Intanto la bellezza di cui parlavo prima potrebbe essere una delle chiavi importanti che poi farebbe da traino al resto. Questa, ovviamente, è una visione che poi deve confrontarsi con la politica, con l’industria, eccetera. Parallelamente, però, c’è da fare un grosso lavoro di smantellamento delle tante aderenze esistenti. Bisogna togliere molta sabbia dagli ingranaggi, bisogna cominciare a semplificare i livelli decisionali. Non è più possibile, ad esempio, che per fare una strada devi parlare con 38 soggetti diversi…
Smantellare, cioè, quella che nel libro lei chiama burocrazia parassitaria …
Esattamente. Mi domando, ad esempio, se è ancora possibile avere una magistratura amministrativa che da una parte è consigliere del governo e dall’altra giudica sugli atti del stesso governo… Bisogna iniziare a smantellare simili stratificazioni che si sono sommate nel corso degli anni. L’abolizione delle province, ad esempio, sarebbe molto importante, come anche l’accorpamento dei comuni e l’abolizione delle numerosissime società locali controllate dalla politica sarebbe una cosa fondamentale. I pubblici dipendenti che non funzionano e che sono lì soltanto a scaldare la sedia, mi dispiace dirlo, ma vanno mandati via. Oggi è indispensabile che la classe politica faccia uno sforzo reale di cambiamento.
A proposito di politici, che ne pensa dell’esperienza Monti prematuramente terminata?
È un po’ curioso che un paese democratico debba rivolgersi a un “tecnico”… Lui ha avuto il grandissimo merito di restituire una faccia a questo paese che l’aveva completamente persa. Non è una cosa da niente in quanto ci ha dato la possibilità di tornare ad essere un po’ centrali nel dibattito europeo. Come anche è stata importantissima la nomina di Mario Draghi alla guida della banca centrale europea. Monti è un bravissimo tecnico con un’esperienza molto importante alle spalle, credo solo che in questo governo non abbia scelto tutte le persone adatte.
Tipo?
Il ministro dei Beni culturali, ad esempio, non credo abbia prodotto molti risultati. Il ministro dell’Istruzione mi ha lasciato un po’ perplesso come anche altre figure di questo governo. Anche per la presidenza del Consiglio certi sottosegretari, così invischiati nelle pastoie dell’alta burocrazia, non so quanto possano poi aver contribuito a quella politica di semplificazione di cui parlavamo prima. Inoltre credo ci sia stato un grande equivoco con il ministro dello Sviluppo economico. La figura di Corrado Passera non l’ho capita bene. Ha avuto cinque vecchi ministeri – l’industria, la comunicazione, il commercio con l’estero, le infrastrutture e i trasporti – però non si sono visti grandi risultati.

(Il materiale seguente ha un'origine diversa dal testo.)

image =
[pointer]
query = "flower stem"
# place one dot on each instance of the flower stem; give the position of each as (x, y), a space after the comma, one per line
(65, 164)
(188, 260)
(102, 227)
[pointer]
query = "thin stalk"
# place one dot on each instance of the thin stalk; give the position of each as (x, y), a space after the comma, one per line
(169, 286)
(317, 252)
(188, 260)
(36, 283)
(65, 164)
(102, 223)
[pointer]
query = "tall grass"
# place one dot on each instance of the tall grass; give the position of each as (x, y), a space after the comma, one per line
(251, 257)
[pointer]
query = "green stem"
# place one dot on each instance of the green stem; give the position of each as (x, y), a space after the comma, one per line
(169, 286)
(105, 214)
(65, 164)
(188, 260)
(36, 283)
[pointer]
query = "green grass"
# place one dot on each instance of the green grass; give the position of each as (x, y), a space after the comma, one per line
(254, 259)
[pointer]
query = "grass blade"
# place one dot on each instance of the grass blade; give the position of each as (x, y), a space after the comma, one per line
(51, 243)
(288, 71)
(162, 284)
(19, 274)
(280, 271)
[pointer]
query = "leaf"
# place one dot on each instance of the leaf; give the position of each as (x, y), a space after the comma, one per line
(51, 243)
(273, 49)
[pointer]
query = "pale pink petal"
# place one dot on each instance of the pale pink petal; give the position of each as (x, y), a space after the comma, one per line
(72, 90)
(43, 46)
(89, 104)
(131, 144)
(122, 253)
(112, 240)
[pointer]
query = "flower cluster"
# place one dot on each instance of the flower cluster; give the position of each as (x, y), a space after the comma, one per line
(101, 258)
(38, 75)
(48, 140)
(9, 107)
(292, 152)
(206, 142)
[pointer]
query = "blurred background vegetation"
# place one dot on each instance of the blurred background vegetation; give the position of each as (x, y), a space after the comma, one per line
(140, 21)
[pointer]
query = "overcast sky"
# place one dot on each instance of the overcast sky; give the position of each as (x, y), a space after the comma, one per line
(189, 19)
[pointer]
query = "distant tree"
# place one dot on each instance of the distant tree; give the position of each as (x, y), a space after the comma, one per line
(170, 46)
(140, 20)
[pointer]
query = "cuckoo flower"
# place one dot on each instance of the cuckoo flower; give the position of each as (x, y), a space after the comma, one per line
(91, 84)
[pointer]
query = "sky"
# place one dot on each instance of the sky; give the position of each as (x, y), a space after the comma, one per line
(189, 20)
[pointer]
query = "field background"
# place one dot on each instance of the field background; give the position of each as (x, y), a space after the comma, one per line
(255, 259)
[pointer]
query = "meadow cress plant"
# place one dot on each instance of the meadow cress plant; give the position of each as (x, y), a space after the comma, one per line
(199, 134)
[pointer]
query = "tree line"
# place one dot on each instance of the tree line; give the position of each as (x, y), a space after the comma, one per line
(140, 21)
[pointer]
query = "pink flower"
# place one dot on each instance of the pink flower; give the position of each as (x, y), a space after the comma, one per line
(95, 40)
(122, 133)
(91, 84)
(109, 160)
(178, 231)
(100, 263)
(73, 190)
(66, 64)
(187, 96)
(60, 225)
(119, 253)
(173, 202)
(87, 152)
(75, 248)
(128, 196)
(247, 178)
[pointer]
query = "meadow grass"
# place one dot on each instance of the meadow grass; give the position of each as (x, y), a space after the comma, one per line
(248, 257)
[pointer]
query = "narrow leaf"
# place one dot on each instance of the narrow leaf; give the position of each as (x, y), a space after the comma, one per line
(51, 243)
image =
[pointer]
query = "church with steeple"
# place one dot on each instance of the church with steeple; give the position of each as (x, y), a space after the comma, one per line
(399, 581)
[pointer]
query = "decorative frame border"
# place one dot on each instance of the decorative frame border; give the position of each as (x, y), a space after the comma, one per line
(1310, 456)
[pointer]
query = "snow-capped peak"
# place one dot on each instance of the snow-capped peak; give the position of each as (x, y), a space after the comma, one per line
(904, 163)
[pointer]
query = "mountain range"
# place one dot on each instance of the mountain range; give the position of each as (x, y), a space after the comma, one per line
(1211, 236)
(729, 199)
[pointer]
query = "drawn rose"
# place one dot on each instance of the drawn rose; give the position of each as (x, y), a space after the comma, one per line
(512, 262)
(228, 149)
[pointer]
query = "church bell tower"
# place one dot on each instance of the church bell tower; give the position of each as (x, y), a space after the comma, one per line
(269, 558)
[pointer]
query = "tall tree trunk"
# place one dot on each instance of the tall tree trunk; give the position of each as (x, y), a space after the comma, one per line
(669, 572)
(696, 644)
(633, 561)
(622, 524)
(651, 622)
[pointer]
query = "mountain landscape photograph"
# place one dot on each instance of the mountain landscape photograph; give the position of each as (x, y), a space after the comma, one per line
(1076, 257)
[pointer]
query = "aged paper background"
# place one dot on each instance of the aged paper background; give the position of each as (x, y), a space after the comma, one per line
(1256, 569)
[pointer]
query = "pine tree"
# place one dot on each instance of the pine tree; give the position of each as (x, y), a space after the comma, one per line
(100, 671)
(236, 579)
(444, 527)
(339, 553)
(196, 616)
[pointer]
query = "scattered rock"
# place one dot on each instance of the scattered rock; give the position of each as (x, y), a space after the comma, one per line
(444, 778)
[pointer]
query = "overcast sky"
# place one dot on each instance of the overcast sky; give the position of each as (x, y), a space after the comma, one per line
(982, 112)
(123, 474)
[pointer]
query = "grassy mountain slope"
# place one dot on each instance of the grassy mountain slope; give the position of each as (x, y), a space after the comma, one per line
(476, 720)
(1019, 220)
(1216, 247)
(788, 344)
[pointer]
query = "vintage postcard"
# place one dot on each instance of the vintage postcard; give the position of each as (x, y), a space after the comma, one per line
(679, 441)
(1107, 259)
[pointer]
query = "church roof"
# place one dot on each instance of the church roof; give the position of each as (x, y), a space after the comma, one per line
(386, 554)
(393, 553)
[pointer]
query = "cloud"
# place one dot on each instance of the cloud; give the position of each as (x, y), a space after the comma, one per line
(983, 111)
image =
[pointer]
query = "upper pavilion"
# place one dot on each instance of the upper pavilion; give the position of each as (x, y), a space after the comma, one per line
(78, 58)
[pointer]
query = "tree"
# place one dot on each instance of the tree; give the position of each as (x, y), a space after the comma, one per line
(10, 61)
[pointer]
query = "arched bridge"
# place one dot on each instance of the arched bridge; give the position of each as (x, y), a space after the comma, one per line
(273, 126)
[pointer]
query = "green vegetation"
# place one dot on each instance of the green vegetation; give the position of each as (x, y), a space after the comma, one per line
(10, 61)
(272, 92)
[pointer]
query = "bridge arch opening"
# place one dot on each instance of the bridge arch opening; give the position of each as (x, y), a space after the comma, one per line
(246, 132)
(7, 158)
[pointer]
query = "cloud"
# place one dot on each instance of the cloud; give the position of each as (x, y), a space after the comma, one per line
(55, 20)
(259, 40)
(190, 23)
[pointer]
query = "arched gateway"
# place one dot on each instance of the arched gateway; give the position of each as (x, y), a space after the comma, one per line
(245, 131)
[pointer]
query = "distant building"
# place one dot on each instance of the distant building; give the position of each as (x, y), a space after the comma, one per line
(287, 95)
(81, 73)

E poi nei confronti della cosiddetta casta il governo Monti si è mostrato troppo tenero…
Questo è vero, potevano fare tante cose in più. Però sono arrivati in una situazione molto complicata e hanno dovuto agire in fretta. Se posso essere sincero, comunque, e lo dice uno che non è mai stato tenero nei confronti della politica, sono state prese delle misure mai prima adottate.